Doctoral Dialogue in a Virtual Space
Authors: Readman, M.
Start date: 29 July 2015
The Doctor of Education (EdD) programme in the Centre for Excellence in Media Practice (CEMP) at Bournemouth University is a ‘blended’ course for education professionals in creative/media disciplines, comprising short residentials and a virtual learning environment (VLE). It is the latest example of the Centre’s commitment to developing innovative pedagogies, and the metaphor of the ‘classroom’ is often invoked in order to stress the significance of the VLE.
The VLE is bespoke, and designed to facilitate dialogue between the Participants. The course team suggests that this conversation is vital to the students’ learning and the formation of a community of practice (Lave and Wenger 1998). Unlike traditional doctoral programmes, this EdD enrols students in cohorts and uses the VLE to construct and consolidate this cohort identity.
This presentation examines a number of things in relation to this programme: the practices of ‘governance’ employed by tutors on the VLE to stimulate and direct particular forms of dialogue; the nature of the ‘virtual’ interactions between the participants, including tutors; the experience of users, including their occasional resistance to, and avoidance, of participation; and the nature and affordances of the interface.

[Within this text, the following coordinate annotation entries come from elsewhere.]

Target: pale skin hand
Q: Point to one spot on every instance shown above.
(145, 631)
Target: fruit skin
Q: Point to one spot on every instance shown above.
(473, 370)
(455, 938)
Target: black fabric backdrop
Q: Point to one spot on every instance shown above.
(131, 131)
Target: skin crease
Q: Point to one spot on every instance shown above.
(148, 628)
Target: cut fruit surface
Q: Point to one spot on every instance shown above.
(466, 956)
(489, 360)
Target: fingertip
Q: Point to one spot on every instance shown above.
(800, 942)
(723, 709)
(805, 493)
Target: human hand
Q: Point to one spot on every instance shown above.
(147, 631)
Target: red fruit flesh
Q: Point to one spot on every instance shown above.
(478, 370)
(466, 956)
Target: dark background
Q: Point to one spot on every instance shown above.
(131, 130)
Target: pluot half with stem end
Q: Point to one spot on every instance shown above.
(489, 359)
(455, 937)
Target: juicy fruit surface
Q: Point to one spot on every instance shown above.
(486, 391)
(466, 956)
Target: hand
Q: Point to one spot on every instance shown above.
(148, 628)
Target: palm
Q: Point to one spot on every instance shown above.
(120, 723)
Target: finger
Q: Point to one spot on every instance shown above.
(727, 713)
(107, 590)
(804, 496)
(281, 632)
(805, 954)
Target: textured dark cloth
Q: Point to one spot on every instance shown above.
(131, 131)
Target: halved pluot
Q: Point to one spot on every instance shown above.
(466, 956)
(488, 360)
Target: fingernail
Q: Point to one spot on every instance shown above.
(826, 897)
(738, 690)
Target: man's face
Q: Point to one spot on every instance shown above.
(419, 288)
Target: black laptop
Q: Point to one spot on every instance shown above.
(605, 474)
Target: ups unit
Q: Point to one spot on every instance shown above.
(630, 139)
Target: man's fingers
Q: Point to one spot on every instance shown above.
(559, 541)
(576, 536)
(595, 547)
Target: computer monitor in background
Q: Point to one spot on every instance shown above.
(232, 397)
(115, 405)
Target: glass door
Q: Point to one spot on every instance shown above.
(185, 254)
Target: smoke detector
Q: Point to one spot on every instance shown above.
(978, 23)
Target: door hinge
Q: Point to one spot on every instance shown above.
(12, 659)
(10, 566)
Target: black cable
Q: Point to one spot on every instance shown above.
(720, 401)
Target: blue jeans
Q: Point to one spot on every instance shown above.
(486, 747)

Through doing this work it will be possible to reach some conclusions about the different modes of participation and address that are manifested on the VLE, to suggest some possible explanations or interpretations of these, and to assess the relative success of different strategies designed to encourage participation.
Ultimately this presentation represents a critical engagement with the rhetoric about the benefits of ‘virtual learning’ and the possibilities of nurturing doctoral dialogue in a virtual space.